How do morning and evening routines function as a “reset” rather than just self-care?
What are the three activities that make up a weekly reset, and what does each accomplish?
How does the monthly reset help someone get back on track when goals drift?
Why shift from annual thinking to quarterly or 12-week sprints?
What is the role of the yearly alignment ritual in the reset system?
Review Questions
- Which specific actions are suggested for a morning routine, and how are they meant to affect the rest of the day?
- In a weekly reset, how do weekly review and weekly planning differ in purpose and output?

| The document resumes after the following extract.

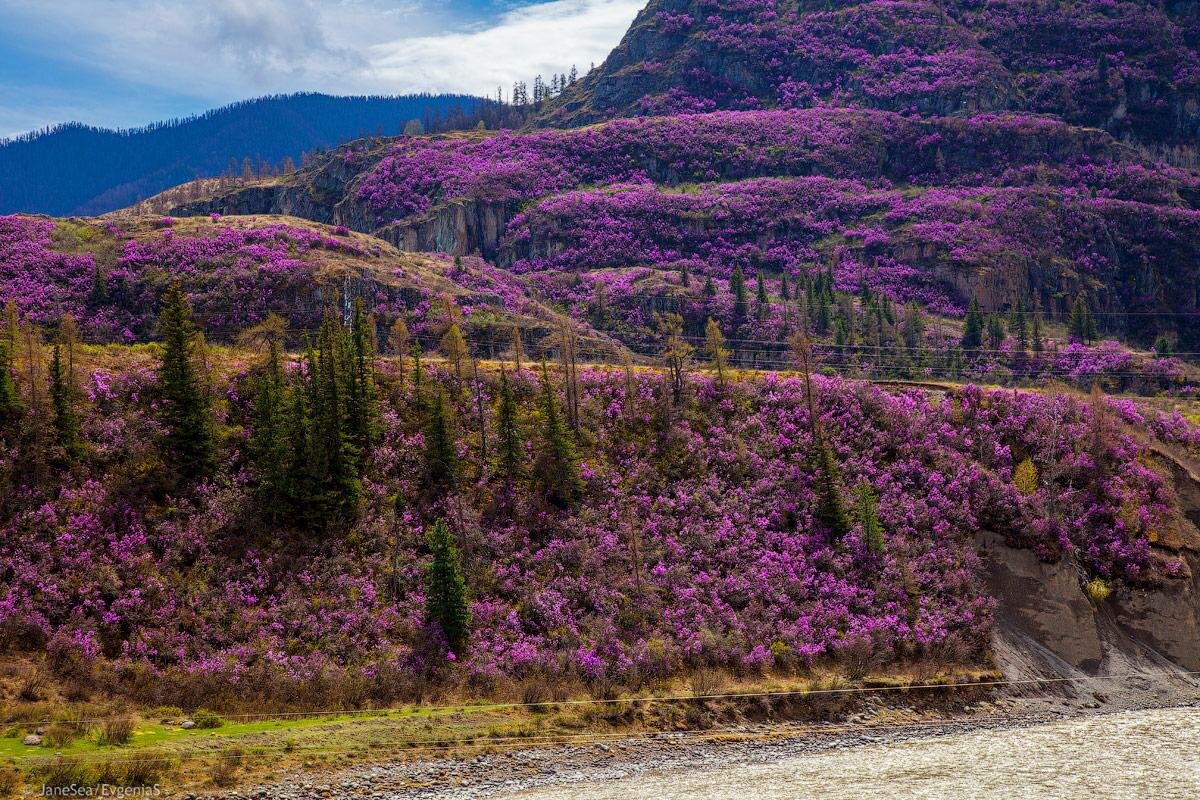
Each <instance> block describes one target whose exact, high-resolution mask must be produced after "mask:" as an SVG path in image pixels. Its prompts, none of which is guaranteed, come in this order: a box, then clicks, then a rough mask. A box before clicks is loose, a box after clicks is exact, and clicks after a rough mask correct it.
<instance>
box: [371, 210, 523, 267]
mask: <svg viewBox="0 0 1200 800" xmlns="http://www.w3.org/2000/svg"><path fill="white" fill-rule="evenodd" d="M517 211H518V205H517V204H516V203H485V201H481V200H473V199H458V200H451V201H450V203H444V204H442V205H439V206H437V207H434V209H431V210H430V211H427V212H425V213H422V215H419V216H415V217H409V218H408V219H404V221H402V222H397V223H394V224H390V225H385V227H384V228H382V229H379V231H378V234H377V235H378V236H380V237H382V239H385V240H386V241H389V242H391V243H392V245H395V246H396V247H397V248H400V249H403V251H409V252H430V251H433V252H439V253H451V254H454V255H467V254H473V255H482V257H484V258H486V259H488V260H491V261H498V263H500V264H508V263H511V259H505V258H502V257H500V237H502V236H503V235H504V231H505V229H506V228H508V224H509V221H510V219H512V217H514V216H516V213H517Z"/></svg>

- What steps are included in a quarterly reset, and how do “moon goals” connect to that process?
Key Points
- 1
Use morning and evening routines as daily reset mechanisms: plan top priorities in the morning and create a wind-down sequence at night to prevent overwhelm from compounding.
- 2
Run a weekly reset with three parts—weekly review, weekly planning, and weekly non-negotiables—to convert mental clutter into scheduled action.
- 3
Capture every lingering to-do and idea during the weekly review, then organize, prioritize, and schedule so tasks stop living only in your head.
- 4
Anchor each week with recurring non-negotiables (like meal planning, laundry, and self-care) so essential life functions don’t collapse when motivation dips.
- 5
Realign goals with a monthly reset by reviewing quarterly goals and last month’s outcomes, then planning the month to match midterm direction.
- 6
Avoid yearly stagnation by using quarterly resets and 12-week sprints to course-correct toward one-to-three-year “moon goals.”
- 7
Tie all resets to personal evolution through a yearly alignment ritual that includes gratitude, rest, and spiritual alignment alongside long-term goal review.